A Homeless World Cup, ou mundial de futebol de rua, é apoiado por instituições como Fifa e Uefa. Considerado o maior campeonato de inserção social do planeta, surgiu para apoiar moradores em situação de rua. A 20ª edição será disputada entre 23 e 29 de agosto.
A jovem que aparece do outro lado da tela é Maria Lohanna Silva da Costa, 17 anos, falando direto de Abaetetuba, território quilombola do interior paraense, a 125 quilômetros de Belém. Convocada para a seleção brasileira de futebol de rua, disputará o mundial na Noruega entre 23 e 29 de agosto, na 20ª edição da Homeless World Cup.
Maria é cheia de certezas. Será jogadora ou perita criminal. Sorri, sem arrogância, quando perguntada sobre a expectativa para a competição da qual o Brasil é tricampeão. “A gente vai para ganhar, com certeza.” É a mesma certeza que a fez buscar uma escola melhor na parte urbana de Abaetetuba, onde mora há um ano e meio, com o irmão mais velho e a cunhada.

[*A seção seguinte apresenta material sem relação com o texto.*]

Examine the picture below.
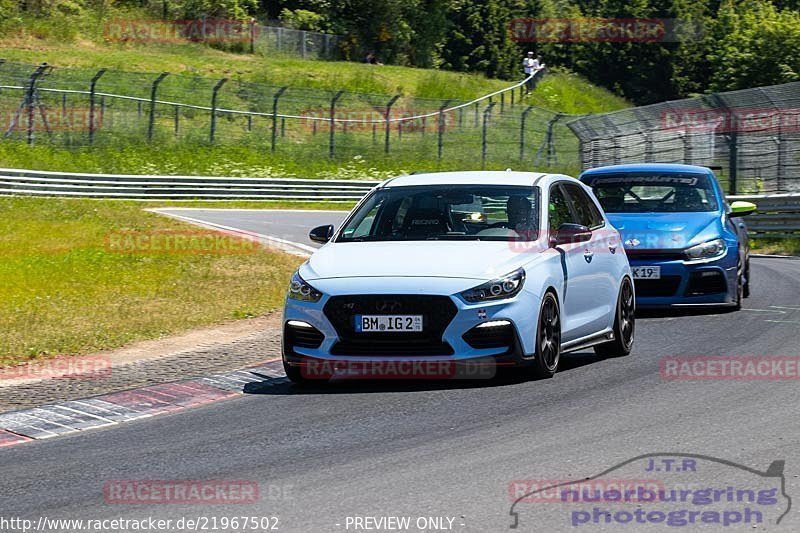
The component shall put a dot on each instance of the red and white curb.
(119, 407)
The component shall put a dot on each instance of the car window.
(586, 211)
(558, 208)
(365, 226)
(477, 212)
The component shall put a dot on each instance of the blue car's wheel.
(624, 324)
(548, 339)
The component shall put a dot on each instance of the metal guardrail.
(778, 215)
(136, 187)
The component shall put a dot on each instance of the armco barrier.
(778, 214)
(134, 187)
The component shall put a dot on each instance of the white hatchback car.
(437, 270)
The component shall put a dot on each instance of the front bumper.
(450, 336)
(685, 283)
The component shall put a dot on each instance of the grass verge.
(66, 291)
(775, 246)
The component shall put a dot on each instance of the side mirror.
(742, 209)
(570, 233)
(321, 234)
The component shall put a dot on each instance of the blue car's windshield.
(649, 192)
(467, 212)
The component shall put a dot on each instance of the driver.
(520, 215)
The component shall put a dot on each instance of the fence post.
(151, 120)
(333, 123)
(275, 98)
(252, 35)
(27, 103)
(549, 147)
(441, 126)
(214, 92)
(388, 128)
(522, 120)
(31, 96)
(733, 143)
(92, 87)
(648, 147)
(486, 113)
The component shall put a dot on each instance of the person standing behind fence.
(531, 65)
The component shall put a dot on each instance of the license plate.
(388, 323)
(646, 272)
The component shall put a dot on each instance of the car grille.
(436, 311)
(666, 286)
(706, 282)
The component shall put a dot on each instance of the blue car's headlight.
(499, 289)
(300, 290)
(706, 250)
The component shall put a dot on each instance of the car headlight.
(499, 289)
(300, 290)
(706, 250)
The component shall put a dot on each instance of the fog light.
(299, 324)
(494, 324)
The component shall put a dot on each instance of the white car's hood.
(479, 260)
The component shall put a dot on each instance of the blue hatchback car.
(685, 243)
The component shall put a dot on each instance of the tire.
(548, 339)
(624, 324)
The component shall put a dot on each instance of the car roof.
(647, 167)
(473, 177)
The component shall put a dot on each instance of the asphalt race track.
(429, 449)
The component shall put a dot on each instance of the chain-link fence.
(271, 40)
(75, 107)
(751, 137)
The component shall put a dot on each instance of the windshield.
(654, 192)
(430, 212)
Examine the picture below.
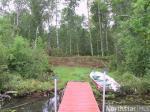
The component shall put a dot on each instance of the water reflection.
(34, 105)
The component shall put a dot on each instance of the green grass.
(66, 74)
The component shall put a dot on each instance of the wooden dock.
(78, 97)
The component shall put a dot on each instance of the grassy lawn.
(66, 74)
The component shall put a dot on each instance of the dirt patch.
(78, 61)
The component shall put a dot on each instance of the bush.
(30, 63)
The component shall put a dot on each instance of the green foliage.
(30, 63)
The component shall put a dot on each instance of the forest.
(32, 31)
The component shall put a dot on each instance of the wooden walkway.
(78, 97)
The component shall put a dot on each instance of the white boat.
(110, 83)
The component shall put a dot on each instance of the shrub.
(30, 63)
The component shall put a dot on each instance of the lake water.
(29, 105)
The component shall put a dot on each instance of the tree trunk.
(57, 36)
(90, 35)
(100, 30)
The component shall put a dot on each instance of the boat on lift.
(110, 83)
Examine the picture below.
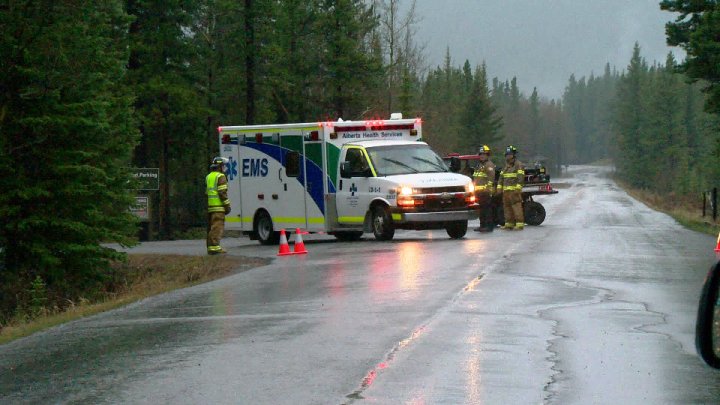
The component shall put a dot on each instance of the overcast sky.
(542, 42)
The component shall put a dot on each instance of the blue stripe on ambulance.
(314, 171)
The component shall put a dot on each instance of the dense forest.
(91, 89)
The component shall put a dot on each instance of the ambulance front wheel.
(264, 229)
(382, 225)
(348, 236)
(456, 229)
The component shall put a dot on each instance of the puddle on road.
(370, 377)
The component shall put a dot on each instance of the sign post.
(147, 180)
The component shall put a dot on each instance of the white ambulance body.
(343, 178)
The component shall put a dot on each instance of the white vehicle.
(343, 178)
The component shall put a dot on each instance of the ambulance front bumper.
(440, 216)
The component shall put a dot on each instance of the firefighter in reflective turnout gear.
(510, 185)
(483, 178)
(218, 204)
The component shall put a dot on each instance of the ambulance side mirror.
(454, 164)
(707, 328)
(344, 172)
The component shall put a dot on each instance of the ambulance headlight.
(405, 190)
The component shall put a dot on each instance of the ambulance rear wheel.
(456, 229)
(264, 229)
(382, 225)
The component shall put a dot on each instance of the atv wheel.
(534, 213)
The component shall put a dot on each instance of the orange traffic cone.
(284, 247)
(299, 246)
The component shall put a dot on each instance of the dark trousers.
(486, 210)
(216, 227)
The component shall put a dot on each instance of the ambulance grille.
(440, 190)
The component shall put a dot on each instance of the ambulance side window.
(357, 162)
(292, 164)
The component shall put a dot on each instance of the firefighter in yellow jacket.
(218, 204)
(484, 178)
(509, 186)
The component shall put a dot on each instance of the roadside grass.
(141, 276)
(687, 211)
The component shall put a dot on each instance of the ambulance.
(343, 178)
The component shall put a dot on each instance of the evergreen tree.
(480, 122)
(67, 133)
(697, 31)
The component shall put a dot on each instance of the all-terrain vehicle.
(537, 182)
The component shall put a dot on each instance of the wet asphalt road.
(597, 305)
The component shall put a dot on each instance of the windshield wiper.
(399, 163)
(430, 162)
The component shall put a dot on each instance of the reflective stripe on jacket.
(512, 177)
(484, 177)
(216, 184)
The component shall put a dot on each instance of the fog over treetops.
(542, 42)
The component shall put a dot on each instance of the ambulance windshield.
(391, 160)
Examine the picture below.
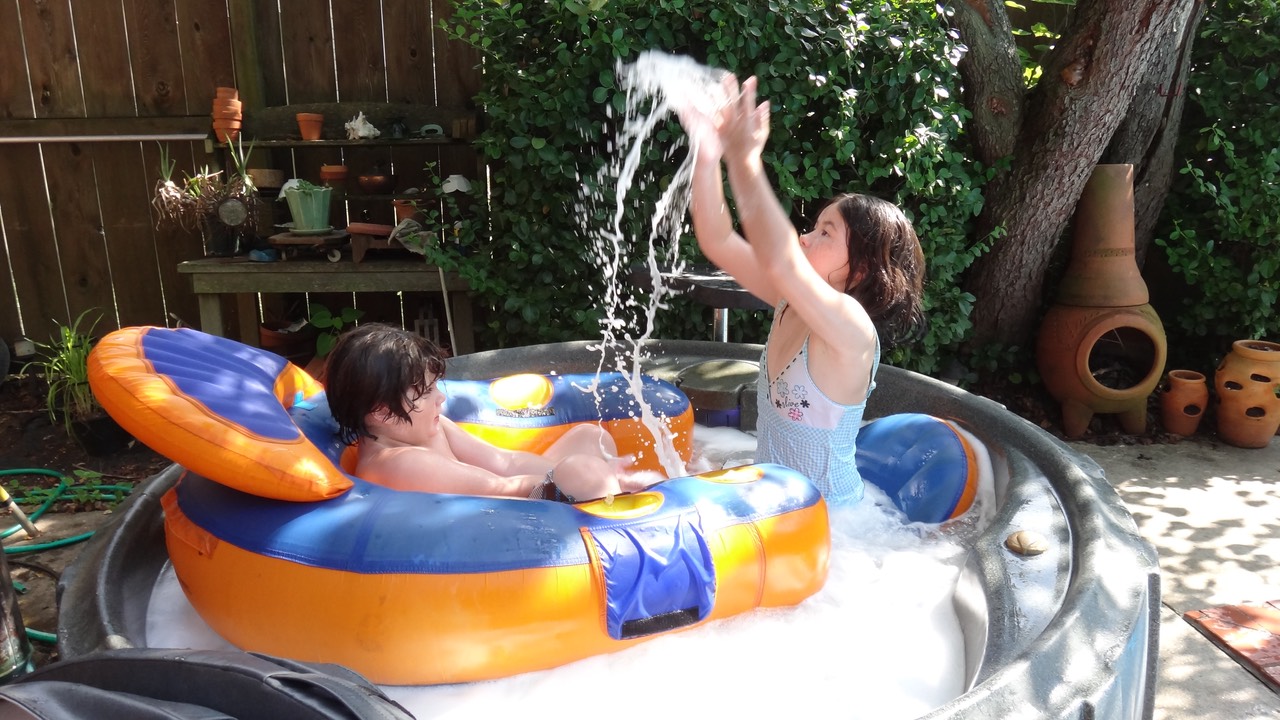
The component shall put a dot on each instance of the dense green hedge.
(865, 98)
(1221, 224)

Da cidade, ela volta de barco ao “sítio” onde foi criada, duas vezes por semana, ou mais, para treinar. A comunidade quilombola, com 70 famílias, fica em uma ilha às margens do rio Arapapuzinho. “Vou para lá depois da aula, no começo da tarde. Treino, durmo na casa dos meus pais e volto no dia seguinte. Pego o barco às quatro horas da manhã; demora umas duas horas para chegar, com vento a favor.”
Maria saiu do Pará pela primeira vez
Maria fala de duas certezas que importam no momento: a convocação para a seleção e a dedicação aos estudos, neste final do ensino médio. Começa pelo futebol: “Jogo desde os seis anos no projeto Craques do Amanhã, que meus pais fundaram. Jogava com meninos no campo, junto com duas primas; sempre jogamos com eles. Jogo mais de lateral, prefiro. Chuto com a esquerda, é mais fácil de cruzar.”

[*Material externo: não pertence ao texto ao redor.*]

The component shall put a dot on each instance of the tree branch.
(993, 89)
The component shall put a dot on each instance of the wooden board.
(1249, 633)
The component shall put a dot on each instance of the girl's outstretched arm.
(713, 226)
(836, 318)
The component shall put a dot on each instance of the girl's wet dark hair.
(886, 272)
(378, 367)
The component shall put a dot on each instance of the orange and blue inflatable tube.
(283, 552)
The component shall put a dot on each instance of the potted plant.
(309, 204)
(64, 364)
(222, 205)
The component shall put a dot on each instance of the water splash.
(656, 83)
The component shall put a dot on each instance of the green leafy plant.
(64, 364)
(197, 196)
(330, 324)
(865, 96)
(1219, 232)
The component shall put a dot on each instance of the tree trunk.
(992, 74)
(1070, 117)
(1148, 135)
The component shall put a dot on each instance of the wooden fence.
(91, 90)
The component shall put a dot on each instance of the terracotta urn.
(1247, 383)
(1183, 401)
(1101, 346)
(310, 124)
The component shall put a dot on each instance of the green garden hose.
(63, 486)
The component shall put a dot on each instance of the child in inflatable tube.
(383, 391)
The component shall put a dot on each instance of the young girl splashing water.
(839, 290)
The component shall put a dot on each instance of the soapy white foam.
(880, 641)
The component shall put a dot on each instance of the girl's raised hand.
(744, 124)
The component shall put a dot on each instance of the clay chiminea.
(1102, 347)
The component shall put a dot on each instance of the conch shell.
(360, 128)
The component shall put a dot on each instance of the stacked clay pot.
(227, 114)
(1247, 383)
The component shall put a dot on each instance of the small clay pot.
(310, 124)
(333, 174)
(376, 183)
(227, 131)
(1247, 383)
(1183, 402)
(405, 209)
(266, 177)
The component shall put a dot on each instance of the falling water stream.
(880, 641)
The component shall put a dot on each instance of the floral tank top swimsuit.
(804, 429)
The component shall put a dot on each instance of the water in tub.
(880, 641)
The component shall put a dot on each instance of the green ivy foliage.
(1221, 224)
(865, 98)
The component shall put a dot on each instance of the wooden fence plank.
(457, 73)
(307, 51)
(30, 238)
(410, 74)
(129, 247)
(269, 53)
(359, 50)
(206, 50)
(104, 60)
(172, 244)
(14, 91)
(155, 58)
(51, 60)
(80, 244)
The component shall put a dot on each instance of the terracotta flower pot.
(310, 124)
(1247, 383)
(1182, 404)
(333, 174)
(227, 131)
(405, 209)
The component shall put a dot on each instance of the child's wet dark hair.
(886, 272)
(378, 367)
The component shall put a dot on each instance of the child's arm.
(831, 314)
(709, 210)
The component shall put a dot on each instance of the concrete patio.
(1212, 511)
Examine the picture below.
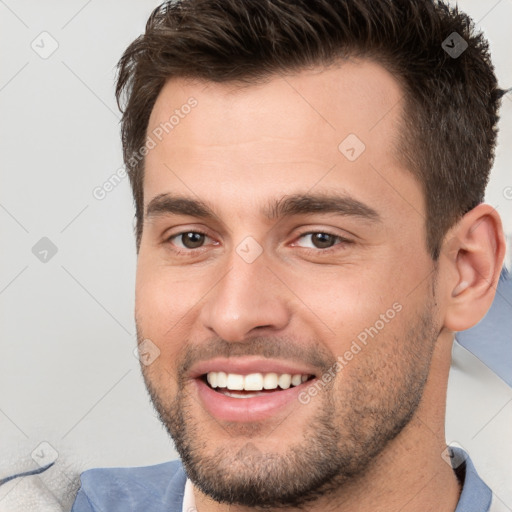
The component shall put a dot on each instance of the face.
(284, 277)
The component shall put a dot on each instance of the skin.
(242, 148)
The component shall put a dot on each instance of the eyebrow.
(288, 206)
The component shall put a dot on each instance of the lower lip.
(257, 408)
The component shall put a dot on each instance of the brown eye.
(323, 240)
(188, 240)
(192, 240)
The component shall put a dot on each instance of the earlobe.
(475, 254)
(463, 285)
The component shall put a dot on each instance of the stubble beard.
(350, 429)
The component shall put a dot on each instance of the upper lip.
(247, 365)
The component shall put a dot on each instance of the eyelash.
(328, 250)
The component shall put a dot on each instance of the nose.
(247, 299)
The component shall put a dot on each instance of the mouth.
(249, 389)
(252, 385)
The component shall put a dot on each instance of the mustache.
(287, 348)
(268, 347)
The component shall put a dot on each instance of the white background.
(68, 375)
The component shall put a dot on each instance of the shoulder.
(116, 489)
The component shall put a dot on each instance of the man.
(308, 180)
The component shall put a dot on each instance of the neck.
(409, 475)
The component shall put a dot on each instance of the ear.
(474, 251)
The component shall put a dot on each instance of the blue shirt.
(161, 488)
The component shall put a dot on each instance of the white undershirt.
(189, 502)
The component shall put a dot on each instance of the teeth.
(270, 381)
(253, 381)
(285, 381)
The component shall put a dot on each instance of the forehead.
(281, 135)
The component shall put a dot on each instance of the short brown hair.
(449, 131)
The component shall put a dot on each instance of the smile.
(226, 382)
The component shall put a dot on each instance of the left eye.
(188, 240)
(319, 240)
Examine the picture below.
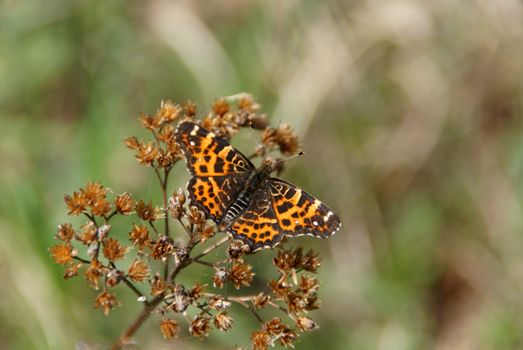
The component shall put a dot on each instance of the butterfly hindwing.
(219, 171)
(213, 195)
(299, 213)
(221, 178)
(258, 226)
(207, 154)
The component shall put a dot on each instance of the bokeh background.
(410, 114)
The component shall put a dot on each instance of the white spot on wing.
(195, 130)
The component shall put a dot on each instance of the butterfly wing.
(219, 171)
(299, 213)
(258, 226)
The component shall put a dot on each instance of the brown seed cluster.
(167, 235)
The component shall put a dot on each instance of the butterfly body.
(244, 200)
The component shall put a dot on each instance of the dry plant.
(157, 250)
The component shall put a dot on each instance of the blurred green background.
(410, 113)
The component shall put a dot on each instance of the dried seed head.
(260, 300)
(222, 321)
(311, 261)
(220, 107)
(162, 248)
(113, 250)
(76, 203)
(72, 271)
(106, 301)
(132, 143)
(158, 285)
(169, 328)
(288, 338)
(62, 253)
(167, 113)
(140, 236)
(241, 274)
(237, 249)
(260, 340)
(93, 273)
(217, 302)
(200, 326)
(147, 153)
(88, 233)
(147, 212)
(124, 204)
(176, 203)
(113, 277)
(65, 232)
(306, 324)
(195, 292)
(308, 285)
(147, 121)
(312, 303)
(280, 288)
(296, 302)
(196, 216)
(274, 327)
(179, 299)
(138, 271)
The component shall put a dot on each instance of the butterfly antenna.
(254, 136)
(300, 153)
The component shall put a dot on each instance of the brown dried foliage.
(159, 249)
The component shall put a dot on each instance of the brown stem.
(151, 306)
(211, 248)
(146, 312)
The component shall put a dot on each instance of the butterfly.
(246, 201)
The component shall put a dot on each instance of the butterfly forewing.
(258, 226)
(219, 171)
(213, 195)
(221, 176)
(209, 155)
(299, 213)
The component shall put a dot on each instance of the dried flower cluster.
(165, 238)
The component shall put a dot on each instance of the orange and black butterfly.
(250, 204)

A outra certeza – ser perita criminal – levará Maria ao ensino superior. “Sempre gostei de tudo que tem relação com investigação. Quando me falaram dessa profissão, ainda criança, achei incrível, e continuo achando até hoje.” As notas da escola são boas, “mas no começo tive que me adaptar; o ensino era mais puxado mesmo, mais do que na ilha, mas era exatamente o que eu queria”.
Maria nunca havia saído do Pará, mas, no início de agosto, voou de Belém para São Paulo. Está participando dos treinos preparatórios para o mundial em São Roque, no interior paulista. Juntou-se aos outros sete convocados, entre eles outra jovem, cuja história será contada pelo Visão do Corre na próxima semana. No final do mês, a seleção brasileira de futebol de rua decola para a Noruega em busca do tetra.
Maria não tem medo de avião e quer voar ainda mais alto
Maria foi escolhida entre três finalistas pelo projeto Futebol Social, que seleciona, treina e acompanha as seleções brasileiras nas edições da Homeless World Cup. Nos campeonatos de 2023 e 2024, em Abaetetuba, com as regras do futebol de rua, Maria ganhou dois jogos e perdeu dois. Na escola, no primeiro interclasses feminino, foi campeã jogando na quadra.
Sobre as regras do futebol de rua, inicialmente achou-as “estranhas”. “Como assim não pode todo o time defender? Mas fui me acostumando e achei legal, muito diferente.” Entre as regras, um jogador deve permanecer no ataque, mesmo quando seu time está sendo atacado – são três na linha e um no gol, e as equipes podem ser mistas.
Nestes dias, Maria e a equipe estão se entrosando nos treinos e sonhando alto. Por falar em altura, a lateral da seleção, diferente do músico Belchior, não tem medo de avião. Voou tranquila de Belém a São Paulo e quer voar de novo, desta vez para a Noruega. “Gosto muito de aventura; coisas novas não me assustam.”